Between the Base and the Post-wave 1 periods, the share of contactless transactions increased by 24% points for transactions in the range between CHF 40 and CHF 80, compared to 16% for below CHF 40 transactions and 18% points for above CHF 80 transactions.
These findings provide key insights on how policy-makers and payment system intermediaries should proceed to boost usage of instant payment systems and central bank digital currencies (CBDCs), the report says, revealing that it is critical to provide convenient identity verification for retail payments when promoting new payment instruments. In particular, the results suggest that the value limit for instant verification of payments will affect the intensity of use by consumers who adopt the technology.
The rise of contactless payments
Results of the study are consistent with those of other research which found considerable growth in cashless payments in Switzerland. A 2022 study conducted by SNB revealed a shift from cash to cashless payment methods in the country, with mobile payment apps in particular picking up steam.
The research, which studied more than 22,000 transactions and polled some 2,000 Swiss residents between August and November 2022, revealed that cash was used by the population in 36% of transactions, a figure that’s lower than the 43% and 70% rates observed in 2020 and 2017, respectively. These numbers show that usage of cash in Switzerland has been declining over the past years but that cash remains nevertheless one of the most used payment methods for day-to-day purchases.
At the other end of the spectrum, cashless payment instruments continued to witness increased adoption with mobile payments apps recording the strongest increase. In 2022, 68% of respondents indicated owning a mobile payment app, representing a more than sixfold increase from 2017. Usage of mobile payment app also grew, rising from a volume share of 5% in 2020 to 11% in 2022.

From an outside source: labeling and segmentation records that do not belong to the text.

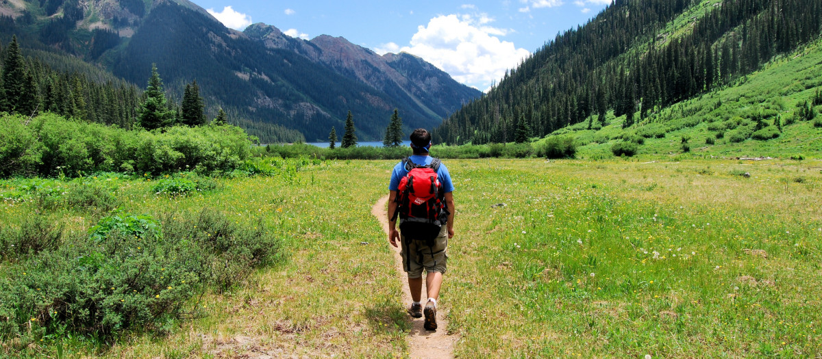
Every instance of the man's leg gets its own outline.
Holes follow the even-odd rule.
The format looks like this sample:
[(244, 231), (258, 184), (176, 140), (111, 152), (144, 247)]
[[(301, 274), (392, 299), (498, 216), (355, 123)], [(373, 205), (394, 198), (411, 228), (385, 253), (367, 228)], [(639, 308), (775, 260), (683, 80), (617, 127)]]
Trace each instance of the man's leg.
[[(409, 290), (411, 292), (411, 299), (414, 302), (419, 302), (420, 297), (423, 296), (423, 277), (409, 278)], [(438, 289), (437, 293), (439, 293)]]
[[(420, 285), (422, 284), (423, 281), (420, 280)], [(435, 301), (439, 299), (440, 286), (441, 285), (442, 285), (442, 273), (431, 272), (425, 275), (425, 290), (426, 293), (428, 293), (428, 298), (434, 298)]]

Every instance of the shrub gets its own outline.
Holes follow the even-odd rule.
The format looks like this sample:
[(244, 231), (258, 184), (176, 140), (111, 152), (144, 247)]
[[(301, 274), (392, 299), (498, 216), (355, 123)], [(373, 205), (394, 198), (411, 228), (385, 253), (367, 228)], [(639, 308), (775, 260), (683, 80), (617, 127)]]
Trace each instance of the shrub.
[(776, 126), (768, 126), (759, 131), (754, 132), (751, 135), (754, 139), (768, 140), (779, 137), (779, 129)]
[(87, 235), (67, 239), (71, 246), (4, 268), (0, 339), (21, 348), (64, 330), (106, 339), (179, 318), (193, 295), (230, 288), (276, 258), (279, 241), (256, 225), (210, 210), (162, 222), (123, 212), (103, 218)]
[(64, 195), (69, 208), (81, 208), (96, 213), (107, 212), (119, 206), (112, 191), (96, 184), (77, 184)]
[(576, 155), (576, 144), (570, 136), (551, 136), (537, 155), (547, 158), (573, 158)]
[(631, 157), (636, 154), (638, 146), (632, 142), (620, 141), (611, 146), (611, 152), (614, 156)]
[(0, 228), (0, 259), (54, 249), (62, 239), (62, 225), (43, 215), (29, 216), (18, 229)]
[(507, 144), (502, 151), (502, 156), (508, 158), (525, 158), (533, 154), (531, 143)]
[(43, 145), (25, 117), (0, 116), (0, 177), (35, 173), (41, 162)]

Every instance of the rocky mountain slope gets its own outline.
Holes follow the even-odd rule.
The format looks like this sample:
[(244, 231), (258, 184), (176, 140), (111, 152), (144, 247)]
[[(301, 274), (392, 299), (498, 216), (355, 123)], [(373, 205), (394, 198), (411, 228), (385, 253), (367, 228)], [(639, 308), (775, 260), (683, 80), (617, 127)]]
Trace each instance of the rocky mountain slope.
[(324, 140), (348, 111), (361, 140), (379, 140), (395, 108), (407, 132), (482, 94), (413, 55), (379, 56), (340, 37), (305, 41), (265, 24), (239, 32), (187, 0), (9, 0), (0, 15), (2, 41), (17, 34), (140, 87), (156, 64), (172, 98), (196, 80), (210, 116), (223, 108), (263, 142)]

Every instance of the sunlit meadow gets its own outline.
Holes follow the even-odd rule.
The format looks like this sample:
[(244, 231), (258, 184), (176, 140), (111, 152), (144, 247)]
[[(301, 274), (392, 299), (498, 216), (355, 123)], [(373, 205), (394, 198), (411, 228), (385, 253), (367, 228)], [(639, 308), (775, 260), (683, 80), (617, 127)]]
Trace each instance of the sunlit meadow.
[[(176, 197), (153, 190), (162, 179), (85, 179), (109, 186), (127, 212), (209, 207), (238, 225), (261, 218), (282, 239), (281, 259), (230, 290), (192, 298), (163, 333), (129, 331), (111, 346), (67, 334), (3, 352), (407, 357), (403, 284), (371, 216), (394, 163), (327, 161)], [(457, 216), (440, 302), (448, 330), (461, 335), (455, 356), (822, 352), (817, 161), (445, 163)], [(3, 181), (0, 192), (15, 185)], [(0, 220), (20, 225), (44, 211), (80, 232), (106, 215), (7, 199)], [(2, 275), (15, 278), (10, 268), (3, 262)]]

To address growing consumer preference and usage of mobile payments, Swiss merchants are rapidly integrating these new methods into their payment offerings. A 2023 study conducted by the Zurich University of Applied Sciences and the Management Center Innsbruck revealed that Swiss online merchants are embracing mobile wallets at a fast pace, with local player Twint but also Apple Pay and Google Pay witnessing strong traction.
In 2023, Twint was the second most integrated payment method among Swiss online merchants behind credit cards (90%), with four out of five (79%) Swiss online shops polled indicating supporting the mobile payment app.
Twint is a mobile payment method in Switzerland that allows users to connect their bank account or card through an app to make payments online and at brick-and-mortar stores. The service claims more than 5 million users and says it carried out a total of 386 million transactions in 2022. Established in 2016, Twint is owned by some of Switzerland’s biggest banks, including UBS, PostFinance, Raiffeisen, Banque Cantonale Vaudoise, Zürcher Kantonalbank as well as Swiss stock market operator SIX and French payment company Worldline.